Lucca was a treat.  Complete city walls still encircle the old town, the Cathedral was being repaired (although we called in later to see the Tintoretto – it’s a painting) and most of the old town was traffic free.   Lucca has a famous tower, the Torre Guinigi.  It’s medieval, stands over a hundred feet high and has seven oak trees planted at the top.  Well, why not?  Apparently when the Lucchese Big Cheese, Paolo Guinigi died in 1432 all the leaves fell off the trees.  If they did I’d put good money down as a bet that he died sometime in what we now know as autumn or fall if you must.  We went up a different tower so we could see it and Torre Guinigi does look splendid with the trees on the top, especially draped in a huge Italian flag as it was when we were there.   The city also has a very beautiful and unusual oval Piazza.  The Piazza Antiteatro as its name suggests stands on the site of the Roman Amphitheatre and it is very easy to imagine that the various entrances to the piazza are the old entrances to the arena floor.  Remarkably, our train journey back was unremarkable.
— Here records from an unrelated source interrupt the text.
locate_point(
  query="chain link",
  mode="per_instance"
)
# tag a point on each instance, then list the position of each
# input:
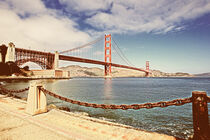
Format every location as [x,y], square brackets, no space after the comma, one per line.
[176,102]
[13,91]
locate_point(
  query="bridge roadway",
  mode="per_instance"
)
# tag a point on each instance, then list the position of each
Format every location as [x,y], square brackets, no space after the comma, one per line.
[84,60]
[78,59]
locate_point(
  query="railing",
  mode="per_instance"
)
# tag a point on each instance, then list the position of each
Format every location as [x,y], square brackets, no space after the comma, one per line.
[199,102]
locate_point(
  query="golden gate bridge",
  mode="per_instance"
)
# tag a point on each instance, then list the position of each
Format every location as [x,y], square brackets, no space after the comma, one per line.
[102,51]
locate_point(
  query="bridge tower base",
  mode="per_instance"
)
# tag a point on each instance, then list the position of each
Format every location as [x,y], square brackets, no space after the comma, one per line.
[10,55]
[108,56]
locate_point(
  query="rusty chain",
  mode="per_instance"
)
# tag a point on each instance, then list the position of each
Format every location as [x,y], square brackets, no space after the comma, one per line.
[13,91]
[176,102]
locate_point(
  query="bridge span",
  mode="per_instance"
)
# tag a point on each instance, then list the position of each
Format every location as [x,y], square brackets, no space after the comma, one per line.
[48,60]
Sometimes I sits and thinks and sometimes I just sits.  The phrase is attributed to a number of people such as A A Milne but not as yet to that loudmouth Irish singer Bono, the man named after a dog biscuit.  Anyway after that gratuitous insult I can say that I had been sitting and thinking one of those inconsequential things.  Having noticed the varying sizes of bricks used in all these old cities I got to wondering what measuring system was used in Italy pre-decimal days.  For the brick aficionados amongst you the local bricks are no more than 2 inches high but are sometimes up to 18 inches or so long.  I don’t know about the depth because they’re all embedded in ancient walls and I understand the authorities take a dim view of wall destruction even for important research purposes.  Heather says she sometimes wonders what goes on in my head.  So do I sometimes.  Anyway, I digress.  It was remarkably simple to discover the measurement systems used by checking the internet and one search was all it took, although reduced to libraries and books it might have taken weeks to find the information.  It seems that different cities and provinces had their own measuring systems, which might go some way to explaining why that famous tower is leaning.